“Come, come, auntie, this is not a day for hard feelings. This is still new to Mama. We must give her time.”
“She shouldn’t get too comfortable here, you know. Pretty soon they’ll come through and mark our homes ‘to be demolished.’ Then the bulldozers will arrive and we’ll all move away. I say, Let’s go before they kick us out like old dogs! We’ll go someplace modern. Get a dishwasher.”
“We won’t have to do that, auntie. They won’t demolish our hutong. Our paramount leader lived only a few blocks away. No one will destroy his neighborhood.”
“But Deng’s dead.”
“His home will become a pilgrimage site. The government will want to keep everything just as it was during his lifetime.”
“Um,” the old woman said thoughtfully. Then she clapped her palms on her widespread knees to signal a change in subject. “No matter what happens I must continue my duties as Neighborhood Committee director.”
“Of course,” Hulan agreed.
“And as such I have come to visit you today.” She hesitated, hoping Hulan would confess of her own accord and save her from this accusation, but the young woman only sat there, her hands folded calmly in her lap, her eyes focused on her mother in the garden.
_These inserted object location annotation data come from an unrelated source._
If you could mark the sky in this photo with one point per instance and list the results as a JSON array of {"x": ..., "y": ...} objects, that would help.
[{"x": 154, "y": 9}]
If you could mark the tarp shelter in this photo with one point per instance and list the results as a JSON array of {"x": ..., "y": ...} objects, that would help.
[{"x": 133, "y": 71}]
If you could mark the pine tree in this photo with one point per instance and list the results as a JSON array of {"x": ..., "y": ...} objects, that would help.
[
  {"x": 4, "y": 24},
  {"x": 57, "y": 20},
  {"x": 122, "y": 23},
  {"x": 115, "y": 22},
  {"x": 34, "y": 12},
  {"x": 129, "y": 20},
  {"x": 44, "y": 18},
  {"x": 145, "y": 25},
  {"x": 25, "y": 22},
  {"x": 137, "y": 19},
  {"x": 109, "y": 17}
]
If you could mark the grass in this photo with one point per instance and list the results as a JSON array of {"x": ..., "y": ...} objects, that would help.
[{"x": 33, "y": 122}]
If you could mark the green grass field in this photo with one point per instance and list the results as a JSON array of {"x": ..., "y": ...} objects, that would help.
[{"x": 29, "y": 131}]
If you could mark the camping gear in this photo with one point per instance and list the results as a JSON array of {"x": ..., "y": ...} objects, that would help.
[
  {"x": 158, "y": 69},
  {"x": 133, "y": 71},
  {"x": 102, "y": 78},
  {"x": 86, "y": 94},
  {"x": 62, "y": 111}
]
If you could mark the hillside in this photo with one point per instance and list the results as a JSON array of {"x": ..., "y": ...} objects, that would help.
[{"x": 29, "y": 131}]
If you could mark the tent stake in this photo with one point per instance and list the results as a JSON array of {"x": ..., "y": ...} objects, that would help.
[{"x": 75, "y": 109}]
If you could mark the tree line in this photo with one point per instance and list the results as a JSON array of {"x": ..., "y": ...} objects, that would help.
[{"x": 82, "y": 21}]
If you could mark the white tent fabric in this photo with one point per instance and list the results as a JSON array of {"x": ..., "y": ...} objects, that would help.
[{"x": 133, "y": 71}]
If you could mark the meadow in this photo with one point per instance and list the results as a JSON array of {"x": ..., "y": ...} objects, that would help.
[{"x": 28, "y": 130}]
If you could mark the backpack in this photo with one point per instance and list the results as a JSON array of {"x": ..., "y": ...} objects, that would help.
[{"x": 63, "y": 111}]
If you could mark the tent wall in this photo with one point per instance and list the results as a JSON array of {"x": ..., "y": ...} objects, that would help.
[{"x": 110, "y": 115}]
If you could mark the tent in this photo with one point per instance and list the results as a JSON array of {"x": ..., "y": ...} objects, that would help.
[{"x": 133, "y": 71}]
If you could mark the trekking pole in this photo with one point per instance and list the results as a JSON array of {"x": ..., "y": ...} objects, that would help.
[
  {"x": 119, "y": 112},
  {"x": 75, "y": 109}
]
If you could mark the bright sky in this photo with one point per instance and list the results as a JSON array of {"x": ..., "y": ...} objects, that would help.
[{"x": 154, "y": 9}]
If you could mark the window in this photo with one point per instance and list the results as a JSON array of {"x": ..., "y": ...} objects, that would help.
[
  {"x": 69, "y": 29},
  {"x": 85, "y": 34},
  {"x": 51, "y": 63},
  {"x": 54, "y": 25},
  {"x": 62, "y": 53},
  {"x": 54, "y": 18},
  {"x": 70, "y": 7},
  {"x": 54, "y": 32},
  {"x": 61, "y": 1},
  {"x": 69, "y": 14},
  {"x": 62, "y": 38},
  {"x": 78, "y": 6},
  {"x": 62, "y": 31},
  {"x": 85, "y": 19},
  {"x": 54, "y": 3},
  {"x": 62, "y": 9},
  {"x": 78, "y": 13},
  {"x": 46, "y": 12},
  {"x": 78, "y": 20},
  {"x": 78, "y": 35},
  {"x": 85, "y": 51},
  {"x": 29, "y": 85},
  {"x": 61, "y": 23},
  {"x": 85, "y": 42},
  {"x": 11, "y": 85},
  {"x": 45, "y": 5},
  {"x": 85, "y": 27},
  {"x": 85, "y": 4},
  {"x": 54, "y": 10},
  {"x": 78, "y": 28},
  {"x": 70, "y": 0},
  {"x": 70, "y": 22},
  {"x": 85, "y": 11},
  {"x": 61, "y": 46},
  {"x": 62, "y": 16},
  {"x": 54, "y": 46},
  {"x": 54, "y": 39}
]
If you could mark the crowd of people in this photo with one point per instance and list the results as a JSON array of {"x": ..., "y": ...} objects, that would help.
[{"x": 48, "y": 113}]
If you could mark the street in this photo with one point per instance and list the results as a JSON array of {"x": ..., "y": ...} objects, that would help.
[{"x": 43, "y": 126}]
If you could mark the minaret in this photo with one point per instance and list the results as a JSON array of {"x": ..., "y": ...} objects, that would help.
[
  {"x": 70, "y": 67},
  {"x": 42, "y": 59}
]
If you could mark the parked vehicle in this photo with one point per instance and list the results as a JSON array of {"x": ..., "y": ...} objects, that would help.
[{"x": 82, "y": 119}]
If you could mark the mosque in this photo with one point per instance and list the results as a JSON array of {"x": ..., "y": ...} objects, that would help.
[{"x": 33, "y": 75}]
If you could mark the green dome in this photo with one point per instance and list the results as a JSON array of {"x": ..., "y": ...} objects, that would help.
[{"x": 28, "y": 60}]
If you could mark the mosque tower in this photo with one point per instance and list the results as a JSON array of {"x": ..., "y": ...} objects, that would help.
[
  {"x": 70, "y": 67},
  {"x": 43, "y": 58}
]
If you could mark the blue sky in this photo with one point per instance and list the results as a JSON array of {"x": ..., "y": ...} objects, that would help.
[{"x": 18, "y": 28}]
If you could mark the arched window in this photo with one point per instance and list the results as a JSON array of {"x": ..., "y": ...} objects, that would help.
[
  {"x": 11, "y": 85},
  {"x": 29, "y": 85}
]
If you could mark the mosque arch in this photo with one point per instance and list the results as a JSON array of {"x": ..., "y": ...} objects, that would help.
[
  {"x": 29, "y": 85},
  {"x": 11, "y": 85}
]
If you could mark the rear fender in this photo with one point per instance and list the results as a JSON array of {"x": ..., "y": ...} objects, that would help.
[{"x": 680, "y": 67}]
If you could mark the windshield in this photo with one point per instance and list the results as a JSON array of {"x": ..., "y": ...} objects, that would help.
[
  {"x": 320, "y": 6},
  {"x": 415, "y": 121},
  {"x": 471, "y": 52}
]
Madame Zhang cleared her throat. “I have not seen you bring home female products in many weeks, nor have I seen their remains in your trash.” Hulan did not deny this. “You know our one-child policy,” the older woman continued. “You have not applied for a pregnancy permit. You also know how our government feels about children outside of marriage…”
Without shifting her gaze from her mother and Uncle Zai as they sat under the jujube, their heads together as they recalled some happy memory, Liu Hulan reached out and patted the old woman’s hand. “You worry too much,” Hulan said. “It is almost spring and the harshness of winter is over. It is time for us all to begin new lives in China.”